Another attraction for Nicholson was that once his existing and planned gold kiwifruit orchards reached optimal production, he could begin exporting during the annual February and March lull in international gold kiwifruit supply, thereby achieving top prices for his fruit, particularly in Europe and Asia.

Peter Nicholson transplants 12-month-old gold kiwifruit vines from the nursery (seen here) to his orchards.

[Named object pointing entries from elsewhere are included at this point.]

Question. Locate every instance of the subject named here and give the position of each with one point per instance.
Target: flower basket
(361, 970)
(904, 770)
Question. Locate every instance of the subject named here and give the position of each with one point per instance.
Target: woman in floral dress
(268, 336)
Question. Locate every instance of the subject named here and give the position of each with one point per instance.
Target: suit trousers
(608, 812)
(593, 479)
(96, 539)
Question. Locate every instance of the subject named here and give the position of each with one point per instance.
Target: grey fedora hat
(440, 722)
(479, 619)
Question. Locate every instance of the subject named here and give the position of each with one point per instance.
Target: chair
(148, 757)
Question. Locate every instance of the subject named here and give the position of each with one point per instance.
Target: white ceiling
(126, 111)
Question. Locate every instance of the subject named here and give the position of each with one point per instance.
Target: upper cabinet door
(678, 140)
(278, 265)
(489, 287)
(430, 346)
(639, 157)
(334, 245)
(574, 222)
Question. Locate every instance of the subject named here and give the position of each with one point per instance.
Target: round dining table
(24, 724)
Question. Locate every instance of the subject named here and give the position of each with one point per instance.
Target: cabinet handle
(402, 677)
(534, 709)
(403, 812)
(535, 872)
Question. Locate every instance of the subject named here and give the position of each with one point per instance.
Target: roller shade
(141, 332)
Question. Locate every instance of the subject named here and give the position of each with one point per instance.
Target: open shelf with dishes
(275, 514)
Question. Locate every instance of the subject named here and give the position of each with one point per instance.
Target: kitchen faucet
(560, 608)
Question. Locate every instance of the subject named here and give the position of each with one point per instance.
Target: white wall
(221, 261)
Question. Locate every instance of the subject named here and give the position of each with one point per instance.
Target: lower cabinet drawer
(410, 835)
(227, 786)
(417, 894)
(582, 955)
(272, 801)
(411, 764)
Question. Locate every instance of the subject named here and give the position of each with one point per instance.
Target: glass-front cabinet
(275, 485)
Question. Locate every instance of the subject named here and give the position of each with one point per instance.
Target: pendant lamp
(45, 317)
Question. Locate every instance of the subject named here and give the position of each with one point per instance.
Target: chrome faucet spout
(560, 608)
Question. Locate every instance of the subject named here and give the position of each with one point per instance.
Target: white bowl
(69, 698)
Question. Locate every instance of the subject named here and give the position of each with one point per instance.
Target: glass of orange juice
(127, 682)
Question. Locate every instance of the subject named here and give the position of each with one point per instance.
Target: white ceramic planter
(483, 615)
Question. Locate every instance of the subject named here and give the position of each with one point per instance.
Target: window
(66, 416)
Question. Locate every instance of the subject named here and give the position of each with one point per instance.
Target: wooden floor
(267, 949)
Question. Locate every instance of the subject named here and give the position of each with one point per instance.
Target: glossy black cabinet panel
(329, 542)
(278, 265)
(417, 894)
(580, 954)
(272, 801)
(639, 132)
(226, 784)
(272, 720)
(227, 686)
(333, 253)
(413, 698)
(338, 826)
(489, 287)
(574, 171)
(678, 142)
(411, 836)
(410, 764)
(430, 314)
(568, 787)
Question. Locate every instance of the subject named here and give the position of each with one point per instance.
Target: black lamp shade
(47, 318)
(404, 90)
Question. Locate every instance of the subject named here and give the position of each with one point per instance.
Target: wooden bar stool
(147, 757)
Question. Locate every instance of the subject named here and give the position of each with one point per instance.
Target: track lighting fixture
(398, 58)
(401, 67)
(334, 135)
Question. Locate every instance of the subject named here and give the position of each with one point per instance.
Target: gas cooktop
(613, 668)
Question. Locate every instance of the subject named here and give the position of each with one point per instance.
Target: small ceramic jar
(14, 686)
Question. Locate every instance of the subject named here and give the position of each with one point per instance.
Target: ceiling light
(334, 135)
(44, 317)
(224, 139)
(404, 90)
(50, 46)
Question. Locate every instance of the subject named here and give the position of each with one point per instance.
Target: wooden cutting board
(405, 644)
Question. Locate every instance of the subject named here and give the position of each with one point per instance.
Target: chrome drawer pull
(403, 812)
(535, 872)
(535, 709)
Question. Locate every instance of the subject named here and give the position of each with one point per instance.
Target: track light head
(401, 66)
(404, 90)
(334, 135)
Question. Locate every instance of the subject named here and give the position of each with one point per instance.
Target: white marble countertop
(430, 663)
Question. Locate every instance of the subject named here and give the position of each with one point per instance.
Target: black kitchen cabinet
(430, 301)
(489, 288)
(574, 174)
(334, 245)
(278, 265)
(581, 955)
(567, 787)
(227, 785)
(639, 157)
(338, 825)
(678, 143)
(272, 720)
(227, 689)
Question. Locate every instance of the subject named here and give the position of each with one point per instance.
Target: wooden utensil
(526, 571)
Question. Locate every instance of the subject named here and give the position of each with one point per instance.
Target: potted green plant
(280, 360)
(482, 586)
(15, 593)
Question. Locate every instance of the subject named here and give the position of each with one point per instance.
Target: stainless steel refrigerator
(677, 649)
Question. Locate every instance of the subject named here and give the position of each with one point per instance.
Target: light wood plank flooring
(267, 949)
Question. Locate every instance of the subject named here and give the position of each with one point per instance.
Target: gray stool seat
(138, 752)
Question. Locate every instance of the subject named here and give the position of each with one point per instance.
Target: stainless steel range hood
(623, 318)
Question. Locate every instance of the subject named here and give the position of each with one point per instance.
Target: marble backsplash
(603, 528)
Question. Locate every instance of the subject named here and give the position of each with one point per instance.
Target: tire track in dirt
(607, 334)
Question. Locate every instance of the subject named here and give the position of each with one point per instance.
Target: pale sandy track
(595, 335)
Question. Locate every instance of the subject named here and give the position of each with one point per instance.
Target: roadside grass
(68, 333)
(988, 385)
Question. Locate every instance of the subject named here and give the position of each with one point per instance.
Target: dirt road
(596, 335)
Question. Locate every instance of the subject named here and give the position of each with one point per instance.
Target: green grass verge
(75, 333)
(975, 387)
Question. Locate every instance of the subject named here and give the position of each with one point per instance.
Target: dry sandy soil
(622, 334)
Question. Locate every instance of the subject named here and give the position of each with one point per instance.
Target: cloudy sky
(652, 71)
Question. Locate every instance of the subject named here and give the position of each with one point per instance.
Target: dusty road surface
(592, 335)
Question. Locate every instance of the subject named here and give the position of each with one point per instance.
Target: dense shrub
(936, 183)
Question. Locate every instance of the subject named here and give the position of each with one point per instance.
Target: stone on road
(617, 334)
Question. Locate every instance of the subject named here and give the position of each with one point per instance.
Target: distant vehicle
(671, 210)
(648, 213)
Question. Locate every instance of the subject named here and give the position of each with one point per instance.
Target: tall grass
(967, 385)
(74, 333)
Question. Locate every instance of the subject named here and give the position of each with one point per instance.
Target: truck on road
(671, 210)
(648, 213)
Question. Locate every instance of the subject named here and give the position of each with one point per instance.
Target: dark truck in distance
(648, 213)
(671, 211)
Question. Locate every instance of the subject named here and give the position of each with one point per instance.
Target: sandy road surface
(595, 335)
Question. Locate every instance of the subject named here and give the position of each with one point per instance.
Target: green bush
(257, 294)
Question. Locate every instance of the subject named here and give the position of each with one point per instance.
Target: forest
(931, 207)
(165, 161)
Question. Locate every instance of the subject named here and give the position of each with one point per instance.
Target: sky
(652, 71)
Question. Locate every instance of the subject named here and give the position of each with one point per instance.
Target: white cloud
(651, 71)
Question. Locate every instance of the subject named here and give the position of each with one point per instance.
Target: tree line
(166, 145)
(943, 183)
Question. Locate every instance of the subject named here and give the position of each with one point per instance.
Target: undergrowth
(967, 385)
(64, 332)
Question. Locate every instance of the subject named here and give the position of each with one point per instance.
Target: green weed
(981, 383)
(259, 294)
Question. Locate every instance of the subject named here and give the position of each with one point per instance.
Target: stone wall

At this stage, they are strong enough to handle the stress of the process.

He explains that South Africa’s longitude in relation to New Zealand, which is currently the Southern Hemisphere’s only major gold kiwifruit producer, opens this four- to 12-week window for South African gold kiwifruit growers to harvest and export their fruit during the global undersupply.

Large areas of South Africa’s interior are suitable for gold kiwifruit production, as the vines can tolerate temperatures as low as -15°C in midwinter.

Roselands Farm, at about 1 200m above sea level, with a long-term average annual rainfall of 1 300mm, maximum summer temperatures that rarely reach above 34°C, and minimum winter temperatures of around -1°C, meets most criteria for production.

Natural soil habitat
“I’ve learned that having healthy soils is critical for strong gold kiwifruit vine growth,” says Nicholson.

“While my farm’s Kranskop and Inanda soil types can be highly productive with good management, in their almost virgin state their nutrient levels are insufficient for optimal production and are highly acidic due to the historically high rainfall here. I began focusing on gradually correcting imbalances, and I can see that the vines are responding positively.”

Nicholson is a staunch supporter of regenerative agriculture. Ahead of transplanting his 12-month-old grafted gold kiwifruit vines from nursery to orchard in the warm, wet spring and summer months, he sends soil samples to Brookside Laboratories in the US for analysis.

He then evaluates the results with his South African-based Brookside Laboratories consultant, Rory Milbank, as well as a soil scientist in New Zealand to determine the corrections that need to be made.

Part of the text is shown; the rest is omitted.